I find it a dangerous practice to embrace over-sensitivity and hunt for the possible undertones of a neutral action. It’s a nice disguise for the belligerent behavior of looking for a fight.  Overwhelming emphasis is placed on all the negative ways in which the action could be interpreted, while one of the greatest components of an action’s rightness – the actual intent of the action – is largely disregarded.

Adopting such behavior has consequences. Everyone becomes a potential offender, as the politically-correct stand ready to attack, dissect and obsess over a single “wrong” word, then shame the culprit who wasn’t even trying to be one. Comrades become enemies. Tension brews between citizens of a politically-correct world, as another uproar could break out any minute. Anyone can become an enemy,even if he lacks malicious intent.

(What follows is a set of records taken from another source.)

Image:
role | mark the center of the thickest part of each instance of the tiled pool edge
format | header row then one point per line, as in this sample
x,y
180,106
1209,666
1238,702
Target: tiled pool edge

Another cost of political correctness lies in its clash with free speech. First Amendment rights lose their power when one must be wary of attack after they’re exercised. Don’t misinterpret my point here – I am not encouraging bullying or intentionally offensive language. But when a lighthearted Christmas sweater is treated like hate speech, it’s clear that our discrimination detectors are in need of some serious recalibrating.

In addition, our society’s greatest achievements have historically been rooted to a people voicing their opinion. Because of this, it’s extremely dangerous when citizens feel threatened if they speak up. Indeed, this all too easily offended society embodies the quote by Elbert Hubbard: “To avoid criticism, do nothing, say nothing, be nothing.” The grand result, therefore, of a culture obsessed with correctness is a “be nothing” culture.

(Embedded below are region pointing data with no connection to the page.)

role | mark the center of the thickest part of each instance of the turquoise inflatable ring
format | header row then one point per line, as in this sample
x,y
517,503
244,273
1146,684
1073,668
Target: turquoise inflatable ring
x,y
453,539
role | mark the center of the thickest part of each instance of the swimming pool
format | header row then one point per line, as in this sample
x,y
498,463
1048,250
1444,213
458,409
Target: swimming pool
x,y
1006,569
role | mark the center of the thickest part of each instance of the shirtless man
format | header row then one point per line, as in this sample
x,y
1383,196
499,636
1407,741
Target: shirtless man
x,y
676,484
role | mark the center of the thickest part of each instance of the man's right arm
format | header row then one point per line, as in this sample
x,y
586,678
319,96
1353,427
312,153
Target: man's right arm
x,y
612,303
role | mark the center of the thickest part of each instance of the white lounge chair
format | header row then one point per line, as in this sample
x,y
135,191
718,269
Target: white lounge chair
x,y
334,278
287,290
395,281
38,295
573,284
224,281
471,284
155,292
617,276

If, after all those words of wisdom, you are still ticked off by Target and sore over Starbucks, I’m happy to point out that we live in a free-market society in which your money is your vote. No one is forcing you to wear the Target sweater or buy the latte. So, if you don’t like it, don’t buy it. Simple as that. Both you and the businesses can enjoy autonomy. What a win-win situation.

And if you are a member of the P.C. police, I’ll be honest, I hope you retire from the position, bbecause I’m starting to develop the opinion that this culture is nuts. It’s ironic, disturbing and simply nonsensical that this hypersensitive culture is the same one that brought us “Cards Against Humanity,” the shameful “game” that makes such issues as murder, the Holocaust and abortion a laughing matter. Yet, simultaneously existent is a culture priding itself on being “politically correct.” Yep. We’re definitely going wacko.

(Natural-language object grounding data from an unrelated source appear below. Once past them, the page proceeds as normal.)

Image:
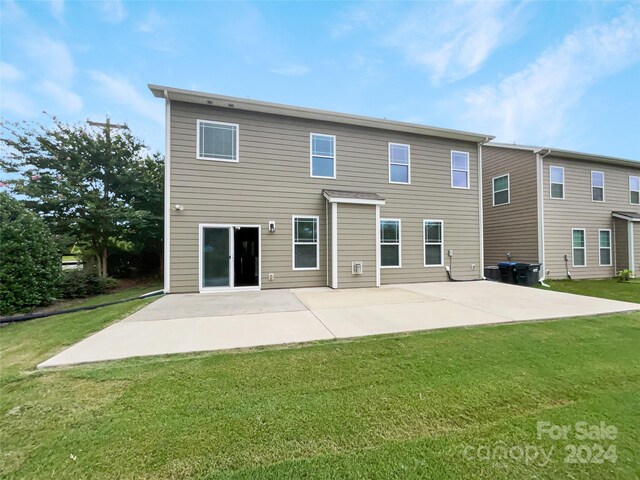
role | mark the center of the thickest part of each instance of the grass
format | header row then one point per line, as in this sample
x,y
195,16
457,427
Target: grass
x,y
402,406
607,288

In the meantime, neither Target nor Starbucks is backing down, and for that I applaud them. If you’re offended by the corporations, so be it. You reserve the right to your own opinion. But I’d advise you to consider cooling your jets and growing a spine. (Members of the invertebrate community, my deepest apologies.)

And if my suggestion insults you, well, this is the United States of America, not George Orwell’s 1984. Not yet, anyway.